All of this does connect to a more "authentic" and "intimate" way of life (in my view, as an anarcho-primitivist), it just needs better explicating. Authentic: "Made or done in the traditional or original way". Is that really what I care about? Maybe not. I think my understanding of "authentic" has a connection to evolutionary adaptation and fulfillment of the psyche and spirit rather than just doing things the first or normal way. Maybe JZ as well.
+3 votes
Alienation as I have come to understand in anarchist terms has to do with a sense of disconnect or discomfort with direct experience. This is, so far as my (not good) understanding of Marx's idea of alienation, consistent, but also broader, in that Marx focused on workers being disconnected from what they produced.

Insofar as anarchists talk about alienation they are often talking about not only the narrow sphere of industry, but also of our connection to the world, to other people, and to our own; I hate the world in which I live, so I am alienated from it. At the same time, the world I would like to live in is something I can't even conceive, meaning it is alienated from me (or perhaps vice a versa ). A feeling of hostility (as ALC alluded to) is primary to alienation, and anarchists are hostile to pretty much everything.

So maybe an anarchist idea of alienation is something like,  "fuck the existant because we hate it, and fuck all the things we'd make, because we'd imprint out horribleness on them."?

ps- also fuck the oter things and people that make it all so horrible. hit them with a hammer or another object.
by (22.1k points)
i think alienation has less to do with hostility, and more to do with a dullness, an inability (perceived or otherwise) to have an impact on our lives, or even the idea that we should want to. so it's more about the disconnect you mention in your first paragraph.
i think the hostility and hammers are an anarchist (and other) reaction to alienation.
as ingrate alludes to, probably any anarchist tint to this idea has to do with the breadth of what alienation is based on--ie not just work but family relations, religion, schooling, home, etc.
dot -you're right about alienation having to do with the pervasive nothing, the sense that whatever we do we remain ineffectual.
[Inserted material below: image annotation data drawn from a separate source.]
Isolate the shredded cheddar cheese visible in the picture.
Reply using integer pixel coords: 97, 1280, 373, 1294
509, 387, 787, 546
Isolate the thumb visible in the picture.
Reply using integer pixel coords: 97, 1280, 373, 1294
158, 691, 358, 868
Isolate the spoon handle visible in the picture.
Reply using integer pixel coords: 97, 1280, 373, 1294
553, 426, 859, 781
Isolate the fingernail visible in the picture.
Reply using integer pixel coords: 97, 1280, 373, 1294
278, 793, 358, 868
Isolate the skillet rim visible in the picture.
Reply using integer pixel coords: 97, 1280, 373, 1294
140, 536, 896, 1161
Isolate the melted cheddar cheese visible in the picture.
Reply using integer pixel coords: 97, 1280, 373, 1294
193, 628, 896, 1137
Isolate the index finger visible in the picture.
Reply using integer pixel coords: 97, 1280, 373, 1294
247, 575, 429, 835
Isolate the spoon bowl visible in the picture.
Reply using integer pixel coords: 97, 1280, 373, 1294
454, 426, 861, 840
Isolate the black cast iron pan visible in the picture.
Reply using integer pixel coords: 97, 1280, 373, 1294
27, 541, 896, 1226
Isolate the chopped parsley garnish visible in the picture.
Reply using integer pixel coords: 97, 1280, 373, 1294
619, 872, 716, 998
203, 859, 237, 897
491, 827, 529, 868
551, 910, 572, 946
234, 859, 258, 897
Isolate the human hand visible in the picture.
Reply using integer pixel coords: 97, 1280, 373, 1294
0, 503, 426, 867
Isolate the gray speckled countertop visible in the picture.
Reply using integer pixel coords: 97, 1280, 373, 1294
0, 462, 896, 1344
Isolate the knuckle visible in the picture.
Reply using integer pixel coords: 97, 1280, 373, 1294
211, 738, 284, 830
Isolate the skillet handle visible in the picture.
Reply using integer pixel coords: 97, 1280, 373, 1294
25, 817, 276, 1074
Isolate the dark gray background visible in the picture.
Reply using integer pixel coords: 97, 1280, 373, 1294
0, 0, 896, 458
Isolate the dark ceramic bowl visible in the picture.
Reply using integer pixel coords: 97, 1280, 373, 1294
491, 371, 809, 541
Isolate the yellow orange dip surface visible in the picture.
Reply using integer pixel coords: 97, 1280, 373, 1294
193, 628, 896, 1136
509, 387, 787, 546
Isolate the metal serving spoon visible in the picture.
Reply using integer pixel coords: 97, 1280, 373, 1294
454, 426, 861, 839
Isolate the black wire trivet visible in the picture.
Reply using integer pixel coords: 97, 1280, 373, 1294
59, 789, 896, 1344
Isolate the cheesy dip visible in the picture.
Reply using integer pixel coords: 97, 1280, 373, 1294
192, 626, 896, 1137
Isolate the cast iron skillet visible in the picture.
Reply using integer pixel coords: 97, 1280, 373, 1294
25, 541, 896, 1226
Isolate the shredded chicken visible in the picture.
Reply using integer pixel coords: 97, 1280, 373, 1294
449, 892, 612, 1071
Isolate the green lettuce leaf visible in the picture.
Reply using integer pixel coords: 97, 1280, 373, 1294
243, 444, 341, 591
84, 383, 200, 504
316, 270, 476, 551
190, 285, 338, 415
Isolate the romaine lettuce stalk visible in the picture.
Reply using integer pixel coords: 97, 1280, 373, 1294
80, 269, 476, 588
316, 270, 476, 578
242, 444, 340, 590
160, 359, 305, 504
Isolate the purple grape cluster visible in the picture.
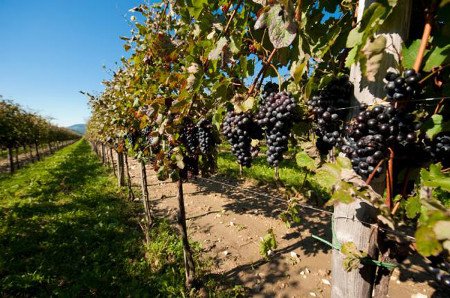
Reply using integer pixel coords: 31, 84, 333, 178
222, 111, 261, 167
256, 91, 299, 167
308, 75, 353, 154
384, 69, 421, 101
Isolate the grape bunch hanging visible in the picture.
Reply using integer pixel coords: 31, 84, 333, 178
256, 85, 299, 167
308, 75, 353, 154
179, 118, 199, 178
197, 119, 217, 155
384, 69, 421, 101
222, 111, 260, 167
426, 132, 450, 168
179, 118, 219, 175
341, 105, 417, 177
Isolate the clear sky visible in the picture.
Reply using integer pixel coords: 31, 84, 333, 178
0, 0, 151, 126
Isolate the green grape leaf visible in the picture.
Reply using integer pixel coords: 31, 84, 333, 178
345, 47, 358, 67
327, 181, 355, 206
341, 242, 367, 272
423, 44, 450, 71
433, 220, 450, 240
255, 4, 297, 49
415, 226, 442, 257
186, 0, 208, 19
402, 39, 428, 68
314, 167, 339, 190
336, 156, 352, 169
295, 151, 317, 171
405, 196, 422, 218
439, 0, 450, 7
208, 36, 228, 61
420, 163, 450, 191
361, 35, 386, 82
421, 114, 450, 139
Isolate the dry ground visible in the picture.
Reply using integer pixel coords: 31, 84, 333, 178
119, 159, 445, 297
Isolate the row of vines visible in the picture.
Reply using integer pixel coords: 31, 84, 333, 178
0, 100, 80, 173
88, 0, 450, 297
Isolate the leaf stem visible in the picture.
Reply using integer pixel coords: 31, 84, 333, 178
223, 0, 244, 34
413, 1, 436, 72
247, 48, 277, 95
386, 148, 395, 209
366, 159, 386, 185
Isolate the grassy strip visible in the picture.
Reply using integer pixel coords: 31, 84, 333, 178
0, 141, 184, 296
0, 140, 243, 297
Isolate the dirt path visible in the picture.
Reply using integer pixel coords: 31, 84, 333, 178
0, 142, 73, 173
122, 159, 444, 297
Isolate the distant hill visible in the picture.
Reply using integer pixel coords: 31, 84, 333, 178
67, 124, 86, 135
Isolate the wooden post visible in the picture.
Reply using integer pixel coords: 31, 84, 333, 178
14, 146, 20, 169
28, 145, 34, 162
141, 161, 153, 227
331, 0, 412, 298
331, 200, 377, 298
177, 178, 195, 290
109, 148, 117, 177
124, 154, 134, 201
102, 143, 106, 164
8, 146, 14, 174
34, 142, 41, 160
117, 152, 125, 186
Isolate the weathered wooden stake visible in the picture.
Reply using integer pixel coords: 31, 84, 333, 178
8, 147, 14, 174
331, 0, 412, 298
141, 161, 153, 227
117, 152, 125, 186
124, 154, 134, 201
177, 178, 195, 290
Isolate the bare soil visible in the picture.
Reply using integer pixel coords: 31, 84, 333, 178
122, 158, 442, 297
0, 142, 73, 173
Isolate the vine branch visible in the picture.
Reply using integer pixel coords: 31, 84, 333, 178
223, 0, 244, 34
413, 1, 436, 72
247, 48, 277, 95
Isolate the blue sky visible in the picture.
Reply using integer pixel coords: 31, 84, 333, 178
0, 0, 150, 126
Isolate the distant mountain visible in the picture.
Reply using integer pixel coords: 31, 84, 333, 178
67, 124, 86, 135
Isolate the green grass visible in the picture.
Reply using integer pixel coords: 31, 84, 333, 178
0, 141, 174, 296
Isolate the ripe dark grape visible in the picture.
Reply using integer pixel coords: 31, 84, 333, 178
384, 69, 421, 101
341, 105, 423, 177
260, 82, 279, 105
197, 119, 217, 154
308, 76, 353, 154
427, 132, 450, 168
179, 118, 199, 178
256, 85, 299, 167
222, 111, 260, 167
180, 118, 198, 155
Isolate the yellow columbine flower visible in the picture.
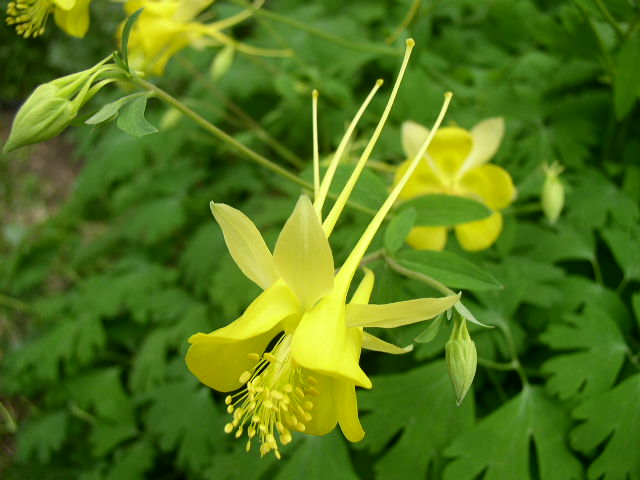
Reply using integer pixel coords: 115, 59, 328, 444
186, 40, 459, 458
7, 0, 91, 38
396, 118, 516, 251
125, 0, 291, 75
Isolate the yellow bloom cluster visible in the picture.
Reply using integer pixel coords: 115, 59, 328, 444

I have a hard time extracting the anger and hatred I feel about that being my overwhelming experience from the experience itself.
+1 vote
for this anarchist, alienation refers to a very personal sense of disconnection from direct, lived experience.

"direct, lived experience" is obviously a subjective phrase.

for me, (eg) growing my own food, harvesting it, preparing it, and eating it, is just such an experience. while going to a supermarket to purchase some food grown by someone i don't know (using methods i don't know about) a thousand miles away and shipped to my bioregion, is alienating.

but for some, the act of going to the supermarket, choosing what they want, maybe seeing and talking to folks they know, and taking that food home to prepare and eat, is entirely a direct, lived experience. and who could really argue otherwise?

i think the more mediated a given activity is - that is, the more crap/people/processes/institutions/etc that sit between myself and the fulfillment of my needs and desires - the more alienating i find it.

where this ties to my anarchist perspective is regarding my individual autonomy. if i need to rely on crap/people/processes/institutions/etc to meet my needs/desires, i feel both alienated and less autonomous.

alienation is also how i would describe what i feel when i see how different my desires for life are, when compared to most people i come across (even many that i care deeply about).